Sure, to an extent. Outside of programming, most things where LLMs deliver actual value are very nondeterministic with no right answer. That's exactly what they offer. Plenty of which an LLM can't judge the quality of. Having basic evals is useful, but you can quickly run into their development taking more time than it's worth.
But above all.. the comments on this post immediately make clear that the biggest differentiator of DSPy is the prompt optimization. Yet this article doesn't mention that at all? Weird.
> not sure why the whole article assumes the only language in the world is Python
https://github.com/ax-llm/ax (if you're in the typescript world)
>the whole article assumes the only language in the world is Python.
This was my take as well.
My company recently started using Dspy, but you know what? We had to stand up an entire new repo in Python for it, because the vast majority of our code is not Python.
I think all of these things are table-stakes; yet I see that they are implemented/supported poorly across many companies. All I'm saying is there are some patterns here that are important, and it makes sense to enter into building AI systems understanding them (whether or not you use Dspy) :)

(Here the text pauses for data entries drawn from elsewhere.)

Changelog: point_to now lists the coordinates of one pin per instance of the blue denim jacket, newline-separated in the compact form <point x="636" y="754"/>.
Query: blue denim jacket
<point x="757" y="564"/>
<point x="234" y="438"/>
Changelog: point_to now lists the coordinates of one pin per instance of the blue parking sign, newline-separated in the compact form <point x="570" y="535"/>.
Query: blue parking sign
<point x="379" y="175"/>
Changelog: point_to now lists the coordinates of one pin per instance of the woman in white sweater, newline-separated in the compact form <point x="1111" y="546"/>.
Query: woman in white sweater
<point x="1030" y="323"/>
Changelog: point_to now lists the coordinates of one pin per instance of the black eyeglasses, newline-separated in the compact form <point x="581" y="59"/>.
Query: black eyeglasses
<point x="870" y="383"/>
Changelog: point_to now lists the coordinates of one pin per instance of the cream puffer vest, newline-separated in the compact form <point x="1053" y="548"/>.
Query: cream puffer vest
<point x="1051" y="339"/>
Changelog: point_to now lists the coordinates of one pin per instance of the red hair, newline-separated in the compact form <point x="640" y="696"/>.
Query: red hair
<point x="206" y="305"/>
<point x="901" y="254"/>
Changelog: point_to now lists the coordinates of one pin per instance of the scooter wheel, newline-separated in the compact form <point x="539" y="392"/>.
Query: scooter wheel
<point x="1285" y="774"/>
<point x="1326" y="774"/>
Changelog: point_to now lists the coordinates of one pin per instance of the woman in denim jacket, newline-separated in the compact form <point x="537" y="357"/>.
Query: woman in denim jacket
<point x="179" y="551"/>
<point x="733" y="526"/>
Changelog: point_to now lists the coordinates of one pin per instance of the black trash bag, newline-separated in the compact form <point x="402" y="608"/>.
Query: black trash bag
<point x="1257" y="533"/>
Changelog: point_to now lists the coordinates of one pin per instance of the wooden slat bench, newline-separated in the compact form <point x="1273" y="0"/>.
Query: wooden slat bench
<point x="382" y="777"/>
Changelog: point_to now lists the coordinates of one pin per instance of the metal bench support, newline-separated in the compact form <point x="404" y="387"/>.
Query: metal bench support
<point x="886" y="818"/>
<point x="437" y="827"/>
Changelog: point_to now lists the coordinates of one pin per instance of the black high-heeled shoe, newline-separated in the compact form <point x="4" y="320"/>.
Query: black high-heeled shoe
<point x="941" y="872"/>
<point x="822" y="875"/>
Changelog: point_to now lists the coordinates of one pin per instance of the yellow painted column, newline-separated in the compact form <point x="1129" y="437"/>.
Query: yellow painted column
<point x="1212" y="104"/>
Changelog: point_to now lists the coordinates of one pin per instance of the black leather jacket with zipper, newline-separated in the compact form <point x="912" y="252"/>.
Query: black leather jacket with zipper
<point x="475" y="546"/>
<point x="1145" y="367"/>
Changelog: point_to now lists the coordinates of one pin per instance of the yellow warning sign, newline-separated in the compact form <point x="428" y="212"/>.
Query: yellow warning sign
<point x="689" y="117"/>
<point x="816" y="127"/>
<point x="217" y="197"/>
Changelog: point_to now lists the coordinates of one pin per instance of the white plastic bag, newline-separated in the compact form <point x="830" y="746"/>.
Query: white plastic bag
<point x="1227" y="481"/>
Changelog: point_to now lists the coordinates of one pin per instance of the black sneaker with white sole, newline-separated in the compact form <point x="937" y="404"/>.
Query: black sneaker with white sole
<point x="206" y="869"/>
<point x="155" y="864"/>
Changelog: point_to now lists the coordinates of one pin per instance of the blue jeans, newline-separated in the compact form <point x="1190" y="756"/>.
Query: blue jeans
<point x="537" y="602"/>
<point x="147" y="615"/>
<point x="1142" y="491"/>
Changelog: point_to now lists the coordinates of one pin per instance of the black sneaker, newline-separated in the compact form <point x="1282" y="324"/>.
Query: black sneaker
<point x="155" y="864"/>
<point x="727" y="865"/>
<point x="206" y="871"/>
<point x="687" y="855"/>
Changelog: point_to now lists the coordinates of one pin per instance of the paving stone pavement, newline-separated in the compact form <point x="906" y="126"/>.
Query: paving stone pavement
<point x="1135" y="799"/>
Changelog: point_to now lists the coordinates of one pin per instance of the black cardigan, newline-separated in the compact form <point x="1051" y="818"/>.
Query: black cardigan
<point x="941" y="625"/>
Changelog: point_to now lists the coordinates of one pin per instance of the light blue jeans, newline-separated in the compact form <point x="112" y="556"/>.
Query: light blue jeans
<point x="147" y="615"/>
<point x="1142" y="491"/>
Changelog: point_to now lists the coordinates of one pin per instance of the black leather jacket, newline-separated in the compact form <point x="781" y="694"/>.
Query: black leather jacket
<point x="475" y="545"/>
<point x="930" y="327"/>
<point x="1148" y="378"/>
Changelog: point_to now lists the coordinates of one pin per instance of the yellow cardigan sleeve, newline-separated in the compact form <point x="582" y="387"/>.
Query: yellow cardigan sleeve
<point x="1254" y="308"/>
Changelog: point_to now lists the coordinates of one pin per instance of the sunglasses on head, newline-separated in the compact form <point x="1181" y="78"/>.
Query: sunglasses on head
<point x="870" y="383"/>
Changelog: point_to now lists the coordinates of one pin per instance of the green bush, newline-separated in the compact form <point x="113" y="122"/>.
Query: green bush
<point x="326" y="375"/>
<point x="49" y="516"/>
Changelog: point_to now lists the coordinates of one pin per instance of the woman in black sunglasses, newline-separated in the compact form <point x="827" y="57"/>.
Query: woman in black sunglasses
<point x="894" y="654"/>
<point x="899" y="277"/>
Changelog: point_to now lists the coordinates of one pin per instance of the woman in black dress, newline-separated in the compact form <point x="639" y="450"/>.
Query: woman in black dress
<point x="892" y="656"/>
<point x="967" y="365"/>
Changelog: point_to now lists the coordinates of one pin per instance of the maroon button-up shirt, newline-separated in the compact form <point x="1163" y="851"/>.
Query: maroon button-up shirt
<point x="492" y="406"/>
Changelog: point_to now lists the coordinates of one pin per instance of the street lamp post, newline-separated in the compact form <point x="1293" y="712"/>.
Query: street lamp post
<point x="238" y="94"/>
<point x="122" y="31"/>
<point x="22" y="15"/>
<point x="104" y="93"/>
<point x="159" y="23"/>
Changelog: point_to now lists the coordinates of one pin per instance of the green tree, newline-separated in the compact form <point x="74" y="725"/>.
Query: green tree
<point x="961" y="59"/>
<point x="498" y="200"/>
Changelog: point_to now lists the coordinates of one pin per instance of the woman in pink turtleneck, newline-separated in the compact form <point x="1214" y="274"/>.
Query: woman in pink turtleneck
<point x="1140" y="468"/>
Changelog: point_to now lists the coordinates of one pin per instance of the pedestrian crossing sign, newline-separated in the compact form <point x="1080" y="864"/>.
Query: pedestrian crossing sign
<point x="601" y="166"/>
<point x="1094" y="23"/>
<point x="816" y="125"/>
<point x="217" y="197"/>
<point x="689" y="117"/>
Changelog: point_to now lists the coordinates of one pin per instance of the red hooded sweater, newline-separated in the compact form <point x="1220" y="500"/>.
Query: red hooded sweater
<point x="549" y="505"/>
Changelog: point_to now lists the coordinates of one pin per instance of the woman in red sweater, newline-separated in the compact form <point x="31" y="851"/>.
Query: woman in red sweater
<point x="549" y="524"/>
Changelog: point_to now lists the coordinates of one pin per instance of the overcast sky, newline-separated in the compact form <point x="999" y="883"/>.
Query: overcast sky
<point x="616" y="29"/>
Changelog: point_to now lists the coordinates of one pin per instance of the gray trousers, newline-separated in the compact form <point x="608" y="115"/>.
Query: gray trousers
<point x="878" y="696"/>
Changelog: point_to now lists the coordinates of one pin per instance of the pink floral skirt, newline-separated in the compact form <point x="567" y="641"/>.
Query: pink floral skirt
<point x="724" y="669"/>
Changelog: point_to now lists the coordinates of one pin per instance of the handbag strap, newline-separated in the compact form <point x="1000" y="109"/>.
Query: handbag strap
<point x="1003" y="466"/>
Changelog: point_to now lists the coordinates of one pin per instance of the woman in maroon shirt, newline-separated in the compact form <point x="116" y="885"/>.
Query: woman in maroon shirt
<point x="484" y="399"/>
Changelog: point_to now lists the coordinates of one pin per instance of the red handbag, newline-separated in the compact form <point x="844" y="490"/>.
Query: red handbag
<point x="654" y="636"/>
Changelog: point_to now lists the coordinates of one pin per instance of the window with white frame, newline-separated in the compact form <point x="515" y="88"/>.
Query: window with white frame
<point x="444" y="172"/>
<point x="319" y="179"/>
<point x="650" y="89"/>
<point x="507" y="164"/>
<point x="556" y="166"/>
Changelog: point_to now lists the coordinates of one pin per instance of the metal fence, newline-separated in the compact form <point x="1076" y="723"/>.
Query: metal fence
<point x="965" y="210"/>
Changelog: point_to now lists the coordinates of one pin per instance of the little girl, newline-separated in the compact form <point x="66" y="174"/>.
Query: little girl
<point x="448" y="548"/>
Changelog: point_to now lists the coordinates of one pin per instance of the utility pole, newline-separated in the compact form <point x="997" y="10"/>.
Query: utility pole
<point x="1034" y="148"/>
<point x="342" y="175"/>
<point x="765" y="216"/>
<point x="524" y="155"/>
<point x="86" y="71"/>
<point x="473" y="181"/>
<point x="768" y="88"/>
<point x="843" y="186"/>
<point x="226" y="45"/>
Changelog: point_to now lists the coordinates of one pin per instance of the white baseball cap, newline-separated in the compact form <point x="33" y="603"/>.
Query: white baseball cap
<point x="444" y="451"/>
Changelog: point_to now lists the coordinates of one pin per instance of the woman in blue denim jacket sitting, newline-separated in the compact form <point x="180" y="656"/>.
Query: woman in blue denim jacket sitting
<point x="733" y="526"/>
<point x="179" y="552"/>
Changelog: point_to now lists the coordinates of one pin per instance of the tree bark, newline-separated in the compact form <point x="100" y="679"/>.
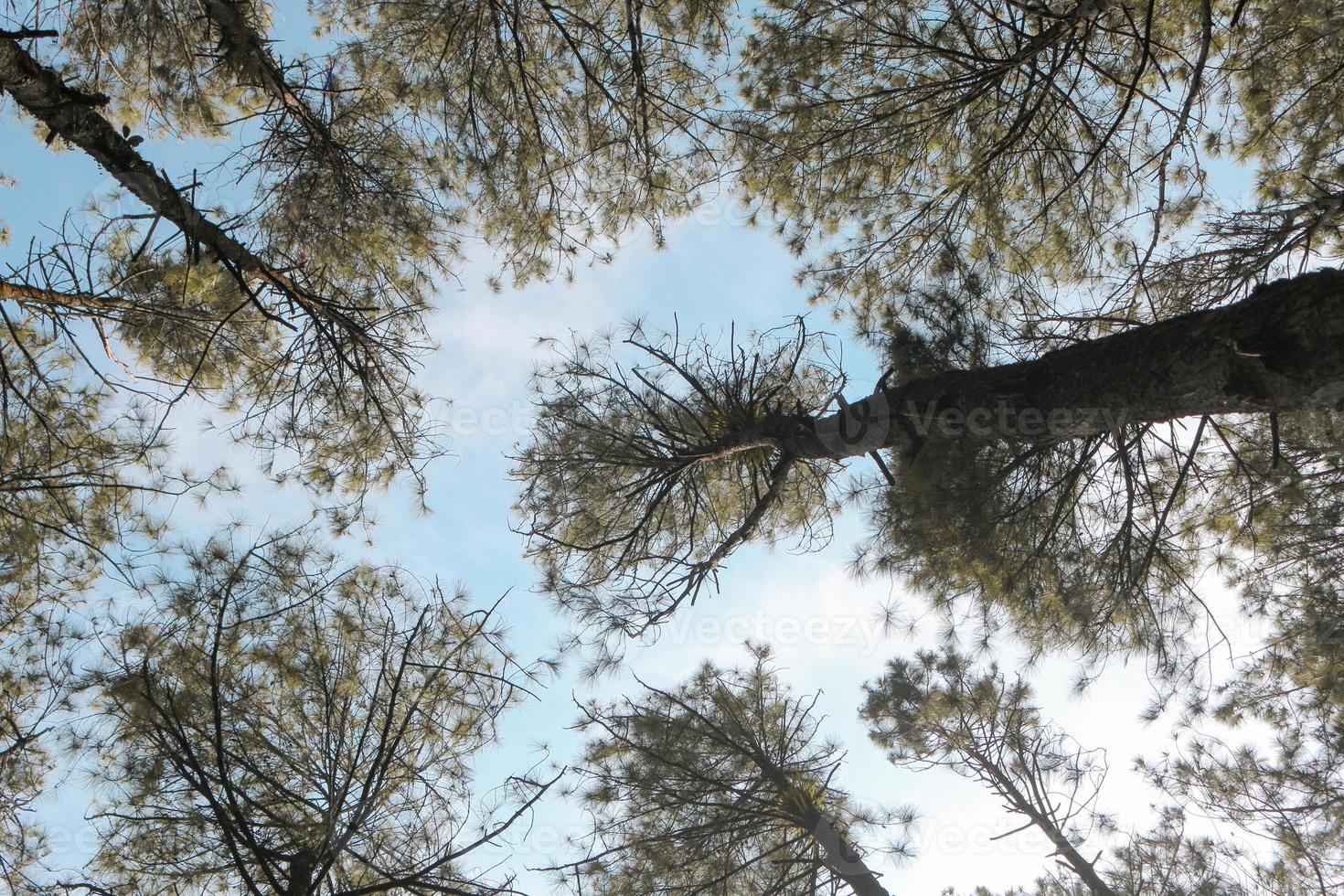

In my experience the behavior variation between models and providers is different enough that the "one-line swap" idea is only true for the simplest cases. I agree the prompt lifecycle is the same as code though. The compromise I'm at currently is to use text templates checked in with the rest of the code (Handlebars but it doesn't really matter) and enforce some structure with a wrapper that takes as inputs the template name + context data + output schema + target model, and internally papers over the behavioral differences I'm ok with ignoring.
I'm curious what other practitioners are doing.
> Sure, not related to DSPy though, and completely tablestakes.
I agree but you'd be surprised at how many people will argue against static typing with a straight face. It's happened to me on at least three occasions that I can count and each time the usual suspects were trotted out: "it's quicker", "you should have tests to validate anyhow", "YOLO polymorphism is amazing", "Google writes Python so it's OK", etc.
It must be cultural as it always seems to be a specific subset of Python and ECMAScript devs making these arguments. I'm glad that type hints and Typescript are gaining traction as I fall firmly on the other side of this debate. The proliferation of LLM coding workflows has likely accelerated adoption since types provide such valuable local context to the models.